Berdasarkan penelitian, program berhenti merokok yang dilakukan lewat telemedis sama efektifnya jika dibandingkan dengan pasien yang lewat tatap muka langsung.  “Jadi tidak ada hambatan untuk berhenti merokok lewat layanan telemedis. Layanan ini efektif dan banyak hal yang lebih efisien dilakukan jika dibandingkan dengan layanan konvensional,” kata Alni.

Lebih lanjut, Ketua Koalisi Indonesia Bebas TAR (KABAR), Ariyo Bimmo, menjelaskan pengurangan bahaya tembakau merupakan inovasi untuk mengurangi epidemi merokok. Dengan semakin berkembangnya layanan kesehatan, konsep ini dapat dikolaborasikan dengan telemedis. “Keberadaan layanan ini dapat mendukung konsep pengurangan bahaya terhadap perilaku berisiko,” katanya kepada wartawan.
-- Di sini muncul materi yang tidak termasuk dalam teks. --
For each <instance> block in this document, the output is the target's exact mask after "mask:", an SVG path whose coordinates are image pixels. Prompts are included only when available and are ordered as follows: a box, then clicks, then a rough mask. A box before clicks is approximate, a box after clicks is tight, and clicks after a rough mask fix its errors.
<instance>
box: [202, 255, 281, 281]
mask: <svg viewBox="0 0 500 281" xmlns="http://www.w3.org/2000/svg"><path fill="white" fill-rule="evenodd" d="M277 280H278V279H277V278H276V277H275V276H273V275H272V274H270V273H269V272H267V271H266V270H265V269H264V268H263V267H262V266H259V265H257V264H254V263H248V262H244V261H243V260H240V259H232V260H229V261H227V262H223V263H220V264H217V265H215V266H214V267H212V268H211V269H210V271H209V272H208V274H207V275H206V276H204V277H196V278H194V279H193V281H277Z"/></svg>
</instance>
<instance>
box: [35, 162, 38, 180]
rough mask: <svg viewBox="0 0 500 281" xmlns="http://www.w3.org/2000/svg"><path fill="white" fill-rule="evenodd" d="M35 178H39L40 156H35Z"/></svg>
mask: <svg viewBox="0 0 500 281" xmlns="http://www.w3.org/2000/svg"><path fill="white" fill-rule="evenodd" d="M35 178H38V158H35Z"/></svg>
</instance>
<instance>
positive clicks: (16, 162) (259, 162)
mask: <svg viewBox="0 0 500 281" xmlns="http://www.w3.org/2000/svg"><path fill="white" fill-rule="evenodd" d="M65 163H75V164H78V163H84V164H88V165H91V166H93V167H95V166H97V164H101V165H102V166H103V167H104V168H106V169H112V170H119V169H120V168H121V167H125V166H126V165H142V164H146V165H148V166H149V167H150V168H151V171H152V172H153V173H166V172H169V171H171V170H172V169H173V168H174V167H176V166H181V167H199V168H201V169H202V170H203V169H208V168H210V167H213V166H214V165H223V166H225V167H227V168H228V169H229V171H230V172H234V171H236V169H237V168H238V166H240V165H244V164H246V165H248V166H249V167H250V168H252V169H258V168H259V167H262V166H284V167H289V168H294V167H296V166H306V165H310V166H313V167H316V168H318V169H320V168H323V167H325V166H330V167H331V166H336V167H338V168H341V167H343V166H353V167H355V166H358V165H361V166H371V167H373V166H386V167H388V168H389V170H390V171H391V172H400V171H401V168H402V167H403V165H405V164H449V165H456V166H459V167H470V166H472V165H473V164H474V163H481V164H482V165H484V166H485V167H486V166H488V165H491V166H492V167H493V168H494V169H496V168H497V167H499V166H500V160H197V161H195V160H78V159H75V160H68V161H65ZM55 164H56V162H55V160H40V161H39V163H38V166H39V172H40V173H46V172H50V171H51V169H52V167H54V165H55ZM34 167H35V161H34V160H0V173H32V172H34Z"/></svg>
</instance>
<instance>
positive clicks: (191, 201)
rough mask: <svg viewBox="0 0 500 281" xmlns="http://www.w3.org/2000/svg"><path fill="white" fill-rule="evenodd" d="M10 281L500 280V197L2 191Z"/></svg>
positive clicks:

Bimmo pun berharap konsep pengurangan bahaya tembakau melalui layanan telemedis mendapatkan dukungan dari pemerintah dalam bentuk kebijakan. Hadirnya kebijakan akan memaksimalkan potensi dari konsep ini dalam menciptakan perbaikan kesehatan publik.

“Konsep ini sebagai pelengkap yang sudah ada seperti konseling, pendidikan, dan sebagainya. Prinsip dari strategi ini untuk meminimalisasi bahaya dan meningkatkan kesejahteraan masyarakat,” tutup Bimmo.